Hacker News new | ask | show | jobs
by juancn 1582 days ago
For analytics sometimes SQL is not the best query language. In many practical scenarios analytic queries require looking at most rows of a dataset, but only at a few columns.

This is what OLAP-like engines are built for.

When you have these types of queries, the relational model ends up degenerating in a star schema with queries issuing a join for each data column on the first projection, and then a pass on that projection for aggregation, typically working on a time range that's relatively recent.

For these, native columnar stores are usually a better option. Things like Apache Pinot https://pinot.apache.org/ might be a better fit.

If you add a real-time requirement, it gets even more challenging, going into the realm of custom built query engines, such as those that back products as those built by Medallia or other customer experience companies.
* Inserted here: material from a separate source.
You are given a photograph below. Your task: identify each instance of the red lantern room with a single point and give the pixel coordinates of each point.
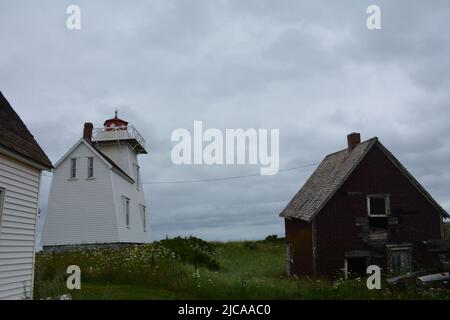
(116, 123)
It's a really interesting niche.

1 comments

Fully agree with everything written here. I've spent way too much time window shopping different database technologies, which are varied and super interesting. For my little hobby project, I'm just using a few gigs of data and am sticking with Postgres to minimize complexity - PG is just such a great tool!

Since I have you here, what do you think about MADlib from Apache? Basic ML in SQL is really appealing - one of my objectives is to teach people analysis using SQL, and it'd be great to only need to develop that one skill (rather than "learn SQL and python"). https://madlib.apache.org/